If you want readers to take away a key message from the book, what would it be?

Three key messages: 1) Most studies of prisoner organizing and radicalism look to the urban North (Attica) and the far West (George Jackson in California), and therefore overlook prisoner organizing and protest in the American South. My analysis of southern prisoner organizing, however, demonstrates that prison labor and profitability are critical and understudied aspects of mass incarceration. I conclude that southern prisons constituted a system of double enslavement through coerced labor in prison fields and through the buying and selling of prisoner bodies in an effective slave market. As such, prison rape was not a product of an individual prisoner’s pathology, but rather functioned as state orchestrated in a

carceral regime of Jim Crow-era discipline. 2) Prisoner documentation, litigation, and legal testimony was not just a legal product; rather, it fostered a transformative and political process that evolved through cumulative phases of individual consciousness, truth telling, solidarity, and collective resistance. 3).

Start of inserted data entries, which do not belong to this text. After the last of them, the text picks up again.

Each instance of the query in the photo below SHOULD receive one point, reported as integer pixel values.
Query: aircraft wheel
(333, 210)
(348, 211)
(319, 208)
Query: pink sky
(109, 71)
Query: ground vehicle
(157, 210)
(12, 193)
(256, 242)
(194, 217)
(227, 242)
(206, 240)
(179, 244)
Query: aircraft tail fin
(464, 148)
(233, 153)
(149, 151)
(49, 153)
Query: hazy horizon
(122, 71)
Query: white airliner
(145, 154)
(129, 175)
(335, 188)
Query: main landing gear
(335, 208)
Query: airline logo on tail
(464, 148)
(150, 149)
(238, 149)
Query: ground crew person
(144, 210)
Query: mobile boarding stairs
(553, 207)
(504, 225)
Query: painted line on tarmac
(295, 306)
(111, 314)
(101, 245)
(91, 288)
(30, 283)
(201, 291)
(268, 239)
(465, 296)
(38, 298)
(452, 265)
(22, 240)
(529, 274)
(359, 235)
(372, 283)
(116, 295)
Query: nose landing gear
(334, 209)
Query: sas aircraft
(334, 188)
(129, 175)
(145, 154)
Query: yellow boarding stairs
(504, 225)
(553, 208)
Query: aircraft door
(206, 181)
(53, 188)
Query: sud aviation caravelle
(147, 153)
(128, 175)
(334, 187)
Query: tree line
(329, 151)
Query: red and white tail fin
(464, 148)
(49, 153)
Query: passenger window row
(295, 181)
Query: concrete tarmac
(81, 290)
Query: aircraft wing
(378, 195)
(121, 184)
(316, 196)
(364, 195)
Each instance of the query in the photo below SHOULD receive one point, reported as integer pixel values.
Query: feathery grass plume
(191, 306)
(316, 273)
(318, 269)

Even the most far-reaching and successful prison reform case (Ruiz v. Estelle) was countered by what I call “carceral massive resistance” where states resisted federal court orders and then radically reinterpreted them as the political rationale to expand the prisons system through mass incarceration and militarization. Seeing prisons through the historical lenses of enslavement, labor coercion, sexual violence and racial degradation calls into question whether “reform” of punitive regimes are ever really possible—and therefore grounds abolitionism in the history of the prison’s ability to uphold Jim Crow systems of carceral White supremacy well beyond 1965. From Attica (1971) to the Ruiz trial (1980) to the most recent nationwide prison strikes in 2016 and 2018, prisoners have offered a repeated historical refrain that prisoners are not slaves, that incarceration cannot deny people their right to humanity, and that coerced prison labor remains a constitutional that requires a reconsideration of what constitutes a prisoners’ civil rights.

What is next for you?

My next book project takes up the history of sheriffs through the lens of militarized policing and

anti-insurgent thought. Currently titled Cold War Sheriffs: Policing the Domestic Insurgent and the Criminalization of Race During Mass Incarceration, this project takes up the role of sheriffs as an understudied but critical political and policing force that shaped racialized criminalization and punitive politics. This new project promises to build upon my last book project to further explore how anti-insurgent thought, practices, and policies policed both immigration and Blackness from the late 1970s through the 1990s. I will analyze how sheriffs control political power to police African American communities and migrant Latinx populations, particularly during moments of social, labor, and political protest.


Robert T. Chase is associate professor of history at Stony Brook University.